Doch warum unterbrechen Kinder bzw. reden dazwischen?

Kinder wollen Aufmerksamkeit – egal ob positiv oder negativ. Wenn sie ein Gespräch unterbrechen und die Eltern schimpfen, dann haben sie ihr Ziel erreicht: Sie bekommen Aufmerksamkeit. Kinder möchten dazugehören, sie möchten ein Teil unseres Lebens sein. Wird ihr positives Verhalten zu wenig beachtet, dann versuchen sie die Aufmerksamkeit durch negatives Verhalten zu bekommen. Es ist auch immer wichtig einen Blick auf das Alter des Kindes zu richten: Bei einem 4-jährigen Kind spricht man von etwa 20 Minuten ungestört reden – zwei Stunden sind unrealistisch.

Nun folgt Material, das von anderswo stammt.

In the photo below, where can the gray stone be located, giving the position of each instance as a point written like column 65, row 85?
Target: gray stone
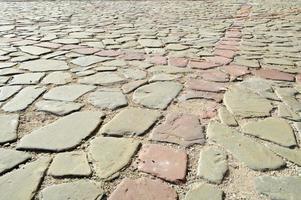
column 65, row 133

Dein Kind kann nichts dafür, wenn es dich unterbricht. Sein Verhalten ist entwicklungsbedingt. Das hat zwei Gründe:

  1. Er ist erst mit etwa 4 Jahren in der Lage, sich in andere Personen hineinversetzen zu können. Dein Sohn lernt langsam so etwas wie Empathie und diese braucht er um zu verstehen, warum du jetzt gerade aussprechen möchtest, warum es dich stört und er braucht Empathie auch um zu lernen sich zurückzunehmen. Dein Sohn beginnt erst zu realisieren, dass sich die Welt nicht nur um ihn dreht. Bis etwa drei Jahre hat dein Sohn eure Bindung als „eins“ erfahren – eine Unterscheidung zwischen ihm und dir hat sich erst langsam entwickelt.

Kinder können ihre Bedürfnisse noch nicht aufschieben und auch ihre Gedanken. Ihr Kommunikationsbedürfnis ist groß. Aber es gibt noch einen Grund:

  1. Sein Kurzzeitgedächtnis: Dein Kurzzeitgedächtnis ist noch nicht stark genug entwickelt, um sich Gedanken, Wünsche oder Bedürfnisse länger merken zu können. Daher macht er was? Er sagt es sofort. Ohne zu zögern und ohne darauf Rücksicht zu nehmen, ob es für dich gerade passt.

Die gute Nachricht: Sein Kurzzeitgedächtnis wird sich entwickeln und er wird sich Sachen länger merken können – gerade, wenn er schon bald 5 Jahre alt wird seid ihr hier schon ein großes Stück weiter. Aber dann gibt es noch eine andere Schwierigkeit: Es ist für Kinder schwer zu analysieren und zu verstehen, wann es ok ist zu unterbrechen und wann nicht. Ist es in Ordnung zu unterbrechen wenn ich aufs Klo muss und Hilfe brauche? Wenn ich durstig bin? Mich verletzt habe? Oder spielen möchte? Oder Nähe brauche? Mir langweilig ist?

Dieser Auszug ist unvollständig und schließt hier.